In any case, poor Caen also got a ferocious walloping during the Second World War, leaving not a pretty French town redolent of Douce France, but a battered French town that defiantly rebuilt itself after the Allied-induced reconstruction.
For the Second World War history enthusiast, there is much to see in Caen, mostly focused on the Mémorial de Caen; a museum opened by François Mitterand back in the day and one which valiantly attempts to sum up the enormity of the brutality of the Second World War in one concrete building. It largely succeeds.
On the market front, the town does enjoy the largest in the region by a country mile. The weekly Sunday market (from 08:00 to 13:00) attracts a whopping 400 traders to ply their wares for your perusal on the Place Courtonne – a surprisingly water-dominated elongated square in the centre of this city-sized provincial capital.
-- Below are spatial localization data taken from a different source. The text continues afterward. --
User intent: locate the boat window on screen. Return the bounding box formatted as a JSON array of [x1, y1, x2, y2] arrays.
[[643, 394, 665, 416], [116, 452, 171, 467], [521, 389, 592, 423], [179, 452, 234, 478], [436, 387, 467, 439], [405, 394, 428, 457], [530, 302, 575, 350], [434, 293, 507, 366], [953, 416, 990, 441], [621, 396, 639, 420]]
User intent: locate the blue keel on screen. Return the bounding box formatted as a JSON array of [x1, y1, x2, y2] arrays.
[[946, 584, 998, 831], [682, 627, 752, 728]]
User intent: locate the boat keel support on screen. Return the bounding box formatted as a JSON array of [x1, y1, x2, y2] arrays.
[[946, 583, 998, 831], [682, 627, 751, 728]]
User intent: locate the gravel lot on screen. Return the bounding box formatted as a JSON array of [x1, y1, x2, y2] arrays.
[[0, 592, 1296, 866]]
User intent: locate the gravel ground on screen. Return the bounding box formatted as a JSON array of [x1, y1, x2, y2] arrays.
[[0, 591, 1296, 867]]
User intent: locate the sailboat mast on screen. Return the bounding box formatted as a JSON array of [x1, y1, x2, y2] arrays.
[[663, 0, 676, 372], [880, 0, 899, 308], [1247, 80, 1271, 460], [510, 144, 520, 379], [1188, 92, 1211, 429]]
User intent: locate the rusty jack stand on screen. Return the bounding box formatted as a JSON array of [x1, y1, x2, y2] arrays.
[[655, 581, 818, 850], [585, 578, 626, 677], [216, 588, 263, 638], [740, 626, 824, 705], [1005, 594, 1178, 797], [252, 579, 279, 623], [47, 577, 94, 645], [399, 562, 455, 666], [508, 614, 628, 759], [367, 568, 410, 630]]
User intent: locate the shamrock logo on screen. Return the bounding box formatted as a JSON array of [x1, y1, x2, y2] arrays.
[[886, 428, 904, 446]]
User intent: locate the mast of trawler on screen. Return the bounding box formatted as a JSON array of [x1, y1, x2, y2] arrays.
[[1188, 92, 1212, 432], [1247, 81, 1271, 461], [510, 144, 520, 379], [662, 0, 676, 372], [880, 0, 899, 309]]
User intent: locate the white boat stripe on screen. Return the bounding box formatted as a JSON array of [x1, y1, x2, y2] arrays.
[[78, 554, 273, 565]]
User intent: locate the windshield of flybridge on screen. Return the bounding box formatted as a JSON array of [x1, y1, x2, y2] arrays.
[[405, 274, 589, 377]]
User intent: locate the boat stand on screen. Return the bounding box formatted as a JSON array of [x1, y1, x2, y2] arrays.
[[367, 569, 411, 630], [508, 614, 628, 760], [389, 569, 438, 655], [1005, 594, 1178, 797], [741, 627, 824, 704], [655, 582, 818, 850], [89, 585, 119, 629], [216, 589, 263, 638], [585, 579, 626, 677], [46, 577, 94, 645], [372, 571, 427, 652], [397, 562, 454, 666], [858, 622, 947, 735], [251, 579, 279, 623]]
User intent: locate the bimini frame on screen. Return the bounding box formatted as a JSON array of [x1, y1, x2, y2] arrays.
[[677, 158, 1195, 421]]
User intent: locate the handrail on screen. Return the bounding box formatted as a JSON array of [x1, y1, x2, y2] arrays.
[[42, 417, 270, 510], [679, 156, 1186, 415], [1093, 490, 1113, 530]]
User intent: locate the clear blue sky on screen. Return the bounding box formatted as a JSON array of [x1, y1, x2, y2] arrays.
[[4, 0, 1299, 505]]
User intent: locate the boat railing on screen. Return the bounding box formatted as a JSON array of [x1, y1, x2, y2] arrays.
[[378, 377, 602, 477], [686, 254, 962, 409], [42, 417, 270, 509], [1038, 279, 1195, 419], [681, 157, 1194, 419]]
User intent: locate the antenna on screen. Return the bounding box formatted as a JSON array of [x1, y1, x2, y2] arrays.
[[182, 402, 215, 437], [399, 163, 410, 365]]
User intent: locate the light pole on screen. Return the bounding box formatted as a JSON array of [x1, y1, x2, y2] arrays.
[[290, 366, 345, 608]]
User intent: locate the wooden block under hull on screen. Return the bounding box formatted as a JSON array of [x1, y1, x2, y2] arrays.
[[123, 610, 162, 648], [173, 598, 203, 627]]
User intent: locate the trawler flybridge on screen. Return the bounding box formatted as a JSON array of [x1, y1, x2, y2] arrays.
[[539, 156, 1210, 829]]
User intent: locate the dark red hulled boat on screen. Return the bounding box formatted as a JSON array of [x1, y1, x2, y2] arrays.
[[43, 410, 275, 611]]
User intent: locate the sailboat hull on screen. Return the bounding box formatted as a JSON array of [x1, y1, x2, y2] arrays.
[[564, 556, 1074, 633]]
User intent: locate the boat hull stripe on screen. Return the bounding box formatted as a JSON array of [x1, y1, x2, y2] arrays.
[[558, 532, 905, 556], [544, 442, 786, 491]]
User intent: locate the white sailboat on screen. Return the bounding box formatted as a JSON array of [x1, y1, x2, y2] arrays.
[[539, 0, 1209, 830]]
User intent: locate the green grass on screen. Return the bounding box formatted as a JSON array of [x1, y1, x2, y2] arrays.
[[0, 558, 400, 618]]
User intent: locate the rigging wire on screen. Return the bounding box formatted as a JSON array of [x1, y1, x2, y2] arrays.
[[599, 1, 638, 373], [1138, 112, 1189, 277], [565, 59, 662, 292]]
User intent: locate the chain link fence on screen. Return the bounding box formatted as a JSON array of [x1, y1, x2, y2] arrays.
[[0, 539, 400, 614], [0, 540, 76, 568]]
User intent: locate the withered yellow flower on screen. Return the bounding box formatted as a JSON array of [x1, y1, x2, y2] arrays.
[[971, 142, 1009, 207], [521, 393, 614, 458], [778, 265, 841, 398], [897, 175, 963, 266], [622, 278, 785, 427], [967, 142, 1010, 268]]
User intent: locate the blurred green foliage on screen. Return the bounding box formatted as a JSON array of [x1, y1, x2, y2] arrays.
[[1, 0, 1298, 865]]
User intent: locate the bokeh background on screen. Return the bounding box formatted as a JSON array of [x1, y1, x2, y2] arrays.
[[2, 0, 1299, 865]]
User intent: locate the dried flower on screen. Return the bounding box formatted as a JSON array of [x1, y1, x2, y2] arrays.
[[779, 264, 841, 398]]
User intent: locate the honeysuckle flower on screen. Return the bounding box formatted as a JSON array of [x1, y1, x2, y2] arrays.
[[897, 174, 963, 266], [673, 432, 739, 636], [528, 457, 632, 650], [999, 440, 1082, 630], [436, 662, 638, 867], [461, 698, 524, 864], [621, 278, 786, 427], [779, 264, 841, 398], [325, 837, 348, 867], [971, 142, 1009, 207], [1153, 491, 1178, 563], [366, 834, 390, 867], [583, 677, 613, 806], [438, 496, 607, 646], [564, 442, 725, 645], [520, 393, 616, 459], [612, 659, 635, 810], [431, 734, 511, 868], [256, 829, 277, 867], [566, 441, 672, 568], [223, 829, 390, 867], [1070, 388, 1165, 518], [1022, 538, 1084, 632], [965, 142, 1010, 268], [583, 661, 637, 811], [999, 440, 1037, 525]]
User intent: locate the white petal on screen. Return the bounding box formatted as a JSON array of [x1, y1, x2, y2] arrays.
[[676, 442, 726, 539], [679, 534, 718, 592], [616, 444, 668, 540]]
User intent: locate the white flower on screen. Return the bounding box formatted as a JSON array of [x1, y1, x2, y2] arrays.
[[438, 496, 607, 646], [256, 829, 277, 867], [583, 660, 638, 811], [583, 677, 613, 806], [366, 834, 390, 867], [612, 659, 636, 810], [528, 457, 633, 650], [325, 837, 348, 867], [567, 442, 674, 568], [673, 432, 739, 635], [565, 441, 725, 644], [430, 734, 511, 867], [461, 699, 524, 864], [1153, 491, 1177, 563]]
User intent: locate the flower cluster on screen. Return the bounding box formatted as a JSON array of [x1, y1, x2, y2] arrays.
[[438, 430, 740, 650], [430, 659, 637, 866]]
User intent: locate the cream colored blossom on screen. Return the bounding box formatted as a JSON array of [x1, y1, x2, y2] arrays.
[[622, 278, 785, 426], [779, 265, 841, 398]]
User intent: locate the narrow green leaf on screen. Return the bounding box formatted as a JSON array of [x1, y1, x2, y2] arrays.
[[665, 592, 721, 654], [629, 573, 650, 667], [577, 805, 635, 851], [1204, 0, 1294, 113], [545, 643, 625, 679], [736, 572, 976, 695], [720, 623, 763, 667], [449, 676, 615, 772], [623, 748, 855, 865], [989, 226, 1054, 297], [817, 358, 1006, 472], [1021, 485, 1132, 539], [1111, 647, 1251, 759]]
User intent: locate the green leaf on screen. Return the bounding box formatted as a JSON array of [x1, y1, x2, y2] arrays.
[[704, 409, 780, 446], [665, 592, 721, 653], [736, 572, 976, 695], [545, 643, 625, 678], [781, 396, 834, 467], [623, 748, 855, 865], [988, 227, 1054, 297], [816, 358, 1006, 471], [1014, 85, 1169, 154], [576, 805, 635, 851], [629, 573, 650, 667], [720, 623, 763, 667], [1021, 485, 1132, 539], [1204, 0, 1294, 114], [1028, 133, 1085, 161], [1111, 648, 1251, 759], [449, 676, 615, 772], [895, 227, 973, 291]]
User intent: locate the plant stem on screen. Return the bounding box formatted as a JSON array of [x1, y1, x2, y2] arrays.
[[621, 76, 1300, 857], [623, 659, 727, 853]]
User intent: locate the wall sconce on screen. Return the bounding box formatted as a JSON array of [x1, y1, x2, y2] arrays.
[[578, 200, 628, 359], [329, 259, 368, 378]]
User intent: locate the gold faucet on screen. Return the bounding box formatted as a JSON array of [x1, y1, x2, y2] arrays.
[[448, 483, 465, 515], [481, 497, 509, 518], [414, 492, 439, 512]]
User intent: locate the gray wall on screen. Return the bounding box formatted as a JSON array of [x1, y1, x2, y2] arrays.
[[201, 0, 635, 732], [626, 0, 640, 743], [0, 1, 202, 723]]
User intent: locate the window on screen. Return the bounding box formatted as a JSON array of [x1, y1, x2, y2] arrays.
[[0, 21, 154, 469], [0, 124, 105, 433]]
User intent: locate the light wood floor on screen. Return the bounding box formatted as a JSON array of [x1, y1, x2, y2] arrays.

The next biggest market is a Friday one, where more than 200 traders gather from 08:00 to 13:00 on Place Saint-Sauveur and spill onto Rue Pémagnie with an array of everything under the sun (within reason, but it’s not limited to food).
Then on Saturday, over 100 traders gather to entertain you on Place du Docteur Henri Buot with a market that runs from 08:00 to 13:00.
Finally, there are two other lesser markets, both of which take place on a Tuesday from 08:00 to 13:00. The first is the Marché de la rue Bayeux on the corner of Rue Bayeux et rue Tournières. The second is the Marché de la Grâce de Dieu on the Place du Commerce with about 35 food stalls.